- Publicity photo of Barbara Branden
- Born: Barbara Weidman May 14, 1929 Winnipeg, Manitoba, Canada
- Died: December 11, 2013 (aged 84) Los Angeles, California, United States
- Occupation: Writer
- Spouse: Nathaniel Branden (divorced)
- Writing career
- Notable works: The Passion of Ayn Rand Who Is Ayn Rand?
- Website: www.barbarabranden.com

= Barbara Branden =

Canadian writer (1929–2013)

Barbara Joan Branden (née Weidman; May 14, 1929 – December 11, 2013) was a Canadian-American writer, editor, and lecturer, known for her relationship and subsequent break with novelist-philosopher Ayn Rand.

==Life==
Born in Winnipeg, Barbara Weidman met Nathaniel Branden because of their mutual interest in Ayn Rand's works. They became personal friends of Rand in 1950, and when they married in 1953, Rand and her husband, Frank O'Connor, served as the matron of honor and best man. She earned her M.A. in philosophy, and authored a thesis on free will, under the direction of Sidney Hook at New York University. Nathaniel and Barbara Branden became founding members of an Objectivist movement that sought to advance Rand's ideas.

In 1954, Nathaniel Branden began a secret romantic affair with Rand with the reluctant permission of both spouses. This relationship continued for three years. While their respective spouses, Barbara Branden and Frank O'Connor, had knowledge of the affair and nominally accepted it, Branden later said it led to "years of pain" and "enormous harm", describing it as a "sacrifice".

Barbara and Nathaniel Branden co-wrote Who Is Ayn Rand? in 1962. Barbara Branden's essay in the book was the first biography of Rand. When it was written, Rand considered Barbara Branden to be one of the most important proponents of Objectivism.

She served as the executive director of the Nathaniel Branden Institute, and gave a series of lectures on "Principles of Efficient Thinking."
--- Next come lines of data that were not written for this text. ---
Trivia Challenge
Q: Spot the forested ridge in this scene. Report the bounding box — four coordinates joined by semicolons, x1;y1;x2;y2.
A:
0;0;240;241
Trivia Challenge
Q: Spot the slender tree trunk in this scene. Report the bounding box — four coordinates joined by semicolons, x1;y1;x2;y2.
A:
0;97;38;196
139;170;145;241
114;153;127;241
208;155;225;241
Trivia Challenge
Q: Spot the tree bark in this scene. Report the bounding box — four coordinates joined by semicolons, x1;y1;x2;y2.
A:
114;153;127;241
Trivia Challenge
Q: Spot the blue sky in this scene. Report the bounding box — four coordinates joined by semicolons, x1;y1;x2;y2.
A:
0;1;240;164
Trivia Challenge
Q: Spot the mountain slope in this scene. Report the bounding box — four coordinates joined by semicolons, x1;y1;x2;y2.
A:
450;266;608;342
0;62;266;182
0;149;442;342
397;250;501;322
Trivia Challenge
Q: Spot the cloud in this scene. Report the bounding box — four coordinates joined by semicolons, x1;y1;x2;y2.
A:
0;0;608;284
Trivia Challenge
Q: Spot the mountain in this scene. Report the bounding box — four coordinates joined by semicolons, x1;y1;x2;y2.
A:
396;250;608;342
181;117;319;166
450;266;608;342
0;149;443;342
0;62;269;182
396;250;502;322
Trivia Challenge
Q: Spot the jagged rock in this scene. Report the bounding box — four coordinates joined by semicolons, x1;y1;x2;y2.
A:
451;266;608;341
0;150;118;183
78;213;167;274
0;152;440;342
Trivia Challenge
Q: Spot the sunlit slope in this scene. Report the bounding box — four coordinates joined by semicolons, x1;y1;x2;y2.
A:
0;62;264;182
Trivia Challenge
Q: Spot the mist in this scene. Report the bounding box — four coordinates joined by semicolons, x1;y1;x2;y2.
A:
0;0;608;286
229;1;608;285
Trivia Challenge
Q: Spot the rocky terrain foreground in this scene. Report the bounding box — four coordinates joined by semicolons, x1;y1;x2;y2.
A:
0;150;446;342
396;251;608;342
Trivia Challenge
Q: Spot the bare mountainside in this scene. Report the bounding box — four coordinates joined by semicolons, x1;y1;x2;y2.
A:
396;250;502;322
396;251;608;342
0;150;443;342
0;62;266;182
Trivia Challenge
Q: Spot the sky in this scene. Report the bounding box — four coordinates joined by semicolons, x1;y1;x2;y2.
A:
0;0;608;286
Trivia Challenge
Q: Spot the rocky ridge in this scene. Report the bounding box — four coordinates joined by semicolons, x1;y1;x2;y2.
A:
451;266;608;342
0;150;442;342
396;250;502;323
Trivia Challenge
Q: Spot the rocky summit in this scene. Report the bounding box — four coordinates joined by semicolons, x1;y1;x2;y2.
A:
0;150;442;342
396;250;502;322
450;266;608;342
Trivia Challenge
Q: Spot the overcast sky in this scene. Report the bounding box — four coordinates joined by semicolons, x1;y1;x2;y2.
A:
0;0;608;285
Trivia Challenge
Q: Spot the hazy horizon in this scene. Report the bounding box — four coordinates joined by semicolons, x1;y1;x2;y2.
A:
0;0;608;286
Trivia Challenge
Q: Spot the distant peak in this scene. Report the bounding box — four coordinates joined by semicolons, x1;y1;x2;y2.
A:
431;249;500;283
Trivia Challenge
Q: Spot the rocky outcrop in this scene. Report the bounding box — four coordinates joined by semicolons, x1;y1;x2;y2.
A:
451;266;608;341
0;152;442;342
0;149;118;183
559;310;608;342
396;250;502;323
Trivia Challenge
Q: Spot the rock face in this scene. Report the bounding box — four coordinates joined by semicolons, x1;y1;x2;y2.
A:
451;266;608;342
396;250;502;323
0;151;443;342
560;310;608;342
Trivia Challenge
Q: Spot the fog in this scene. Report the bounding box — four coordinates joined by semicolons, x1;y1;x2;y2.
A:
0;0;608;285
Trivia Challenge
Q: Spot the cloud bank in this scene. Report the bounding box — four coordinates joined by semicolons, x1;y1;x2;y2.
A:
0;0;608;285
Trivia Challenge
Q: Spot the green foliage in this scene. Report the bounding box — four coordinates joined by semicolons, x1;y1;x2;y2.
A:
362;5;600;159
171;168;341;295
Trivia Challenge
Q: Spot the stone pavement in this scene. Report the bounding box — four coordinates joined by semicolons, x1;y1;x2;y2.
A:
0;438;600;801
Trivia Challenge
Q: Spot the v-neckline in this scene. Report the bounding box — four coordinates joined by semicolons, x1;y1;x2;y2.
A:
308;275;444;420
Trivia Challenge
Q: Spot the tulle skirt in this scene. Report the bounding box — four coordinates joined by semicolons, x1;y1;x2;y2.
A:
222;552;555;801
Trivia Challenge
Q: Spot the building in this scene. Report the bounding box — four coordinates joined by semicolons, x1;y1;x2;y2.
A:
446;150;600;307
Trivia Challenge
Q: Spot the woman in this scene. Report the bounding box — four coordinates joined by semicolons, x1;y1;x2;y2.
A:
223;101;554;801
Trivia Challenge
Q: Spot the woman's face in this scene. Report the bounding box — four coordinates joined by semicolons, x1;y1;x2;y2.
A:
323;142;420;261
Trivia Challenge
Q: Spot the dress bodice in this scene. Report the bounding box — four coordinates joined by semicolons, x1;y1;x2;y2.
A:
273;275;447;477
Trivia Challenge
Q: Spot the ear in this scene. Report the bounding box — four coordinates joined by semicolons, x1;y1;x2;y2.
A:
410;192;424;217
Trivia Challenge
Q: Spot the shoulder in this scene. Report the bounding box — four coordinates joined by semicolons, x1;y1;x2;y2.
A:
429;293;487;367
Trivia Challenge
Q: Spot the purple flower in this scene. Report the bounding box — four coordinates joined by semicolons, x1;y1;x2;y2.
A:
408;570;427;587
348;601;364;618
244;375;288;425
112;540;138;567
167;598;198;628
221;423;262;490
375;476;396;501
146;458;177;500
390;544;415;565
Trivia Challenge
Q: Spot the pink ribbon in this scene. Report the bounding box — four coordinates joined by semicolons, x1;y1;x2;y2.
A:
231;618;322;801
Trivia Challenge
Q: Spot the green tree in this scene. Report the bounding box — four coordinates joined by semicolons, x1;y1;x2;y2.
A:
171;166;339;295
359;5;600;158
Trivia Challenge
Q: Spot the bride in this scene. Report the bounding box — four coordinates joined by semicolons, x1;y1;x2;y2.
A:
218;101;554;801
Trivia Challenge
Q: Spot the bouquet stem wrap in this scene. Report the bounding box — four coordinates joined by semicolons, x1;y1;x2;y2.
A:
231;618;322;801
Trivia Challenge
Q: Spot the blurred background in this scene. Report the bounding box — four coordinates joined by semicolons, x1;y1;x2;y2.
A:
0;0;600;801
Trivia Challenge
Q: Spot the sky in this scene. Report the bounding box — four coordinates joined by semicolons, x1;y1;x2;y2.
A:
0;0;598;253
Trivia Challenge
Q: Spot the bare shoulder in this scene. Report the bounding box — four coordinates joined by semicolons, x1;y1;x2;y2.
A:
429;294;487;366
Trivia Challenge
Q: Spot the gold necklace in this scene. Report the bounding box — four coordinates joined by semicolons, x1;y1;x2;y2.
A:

In 1968, when Rand terminated her association with Nathaniel Branden after she discovered that he had become involved with actress Patrecia Scott more than four years earlier, she likewise disassociated herself from Barbara Branden for keeping this fact from her. The details of these events remain controversial.

In 1986, Barbara Branden published another biography of Rand, The Passion of Ayn Rand. The book, written after Rand's death in 1982, caused a rift among Rand's followers because it not only stated that Rand and Nathaniel Branden had been lovers, but that Rand had broken with them when she learned of his affair with Scott. Rand had previously claimed that the friendship broke up over other matters, but letters in her estate confirmed Barbara Branden's version of the cause. The book was made into an Emmy Award-winning motion picture in 1999 starring Helen Mirren as Rand, Eric Stoltz as Branden and Julie Delpy playing Barbara.

She contributed the lead essay "Ayn Rand: The Reluctant Feminist" to the anthology Feminist Interpretations of Ayn Rand, wherein she argued that the way Rand lived her life made it a feminist manifesto, even as Rand had disagreements with feminism. Barbara Branden was estranged from her cousin Leonard Peikoff, Rand's chosen intellectual and legal heir after Rand's break with Nathaniel Branden.

Barbara Branden died of a lung infection in Los Angeles on December 11, 2013. Branden had no children.

==Works==
- Books
- Branden, Barbara (1964). "Who is Ayn Rand?"
- Branden, Barbara (1986). "The Passion of Ayn Rand"
- Branden, Barbara (2017). "Think as if Your Life Depends on It: Principles of Efficient Thinking and Other Lectures"

- Lecture course
- Branden, Barbara (2007). Principles of Efficient Thinking (10 lectures). Reissued on 19 CDs.